At the start of the week, the European natural gas market sent a new warning signal – prices once again crossed the threshold of 50 euros per megawatt-hour. The fuel shortage in underground gas storage facilities is deepening, reviving fears that Europe may enter the next winter with insufficiently filled reserves.
The benchmark "Dutch TTF" index, which serves as the primary price reference for gas trading in the EU, climbed above €50/MWh amidst persistent supply disruptions linked to the ongoing conflict in the Persian Gulf. According to data from the AGSI platform at Gas Infrastructure Europe, as of mid-May, European storage facilities are only about 36% full – significantly lower than the approximately 44% for the same period last year.
Interrupting supplies and a fragile balance
Analysts at ING recently warned that the gas market "is seriously underestimating the scale of supply disruptions." By their assessment, the available "buffer" to absorb additional shocks is much smaller than in previous years, making prices highly sensitive to any new negative news.
The Dutch financial institution also draws attention to another factor: when Asian buyers resume actively filling their LNG reserves, they will become direct competitors to European companies in the spot markets. This direct overlapping of demand could easily push prices beyond the current "moderate" range.
The root of the current crisis lies in the practical blockage of the Strait of Hormuz at the height of the confrontation between the US and Iran at the beginning of the year – a move that effectively halted a key artery for Qatari LNG headed to European terminals. Although a later truce brought short-term relief, experts from "Wood Mackenzie" warned that restoring full volumes from the Middle East will take several months. Meanwhile, "Bank of America" has revised its 2026 TTF forecast upward to €55/MWh, citing lower supplies from Qatar and unusually low levels in European storage facilities.
Ambitious storage-filling targets under pressure
The European Union Agency for the Cooperation of Energy Regulators (ACER) warned in its May monitoring report that reaching the mandatory 90% filling level for gas storage before winter could prove to be an extremely expensive exercise given current competition for LNG in global markets.
The "Reuters" agency calculates that in order to reach the 90% reserve threshold, the European Union must increase imports of liquefied natural gas by about 13% compared to 2025. This means an even more intense battle for available cargoes with Asian buyers and likely additional price pressure.
In response to these risks, the European Commission signaled readiness for a more flexible approach, proposing that member states consider the possibility of lowering the target indicator to 80%. The "Gas Coordination Group" assesses this level as sufficient to guarantee secure supplies during the winter. Nevertheless, as of April 1, storage facilities were only 28% full – the lowest value for this stage of the injection period in more than a decade and a half.

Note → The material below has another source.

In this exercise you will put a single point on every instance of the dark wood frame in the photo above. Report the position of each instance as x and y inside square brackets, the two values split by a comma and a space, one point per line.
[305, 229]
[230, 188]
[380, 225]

The exposed weakness of the post-Russian strategy
The current gas stress test clearly demonstrates one of the major gaps in Europe's new energy architecture since 2022. The decision to replace Russian pipeline gas with globally traded LNG brought a diversification of suppliers, but also a new type of dependency – on bottlenecks in the supply chain and on geopolitically sensitive routes.

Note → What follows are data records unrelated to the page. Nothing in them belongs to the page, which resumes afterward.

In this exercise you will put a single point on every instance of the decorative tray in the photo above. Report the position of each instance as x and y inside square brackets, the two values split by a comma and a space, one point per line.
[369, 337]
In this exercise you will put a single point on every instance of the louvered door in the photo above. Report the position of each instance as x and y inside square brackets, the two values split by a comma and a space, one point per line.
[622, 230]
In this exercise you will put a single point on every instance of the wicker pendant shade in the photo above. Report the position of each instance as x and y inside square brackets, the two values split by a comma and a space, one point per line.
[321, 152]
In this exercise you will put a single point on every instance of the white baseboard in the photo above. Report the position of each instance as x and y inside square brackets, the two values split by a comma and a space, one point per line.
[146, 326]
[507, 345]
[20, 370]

The European Commission has already acknowledged that high energy costs will remain part of reality for at least several more months, regardless of how diplomatic efforts in the Middle East unfold. This means continued pressure on industry, households, and the competitiveness of the European economy.
With gas injection rates only slightly exceeding the average for the last five years, and against the backdrop of intensifying global competition for LNG cargoes, the coming months will be – in the words of analysts from "Investing.com" – a true "endurance test" for the European energy system and its ability to adapt to the new, more uncertain normality.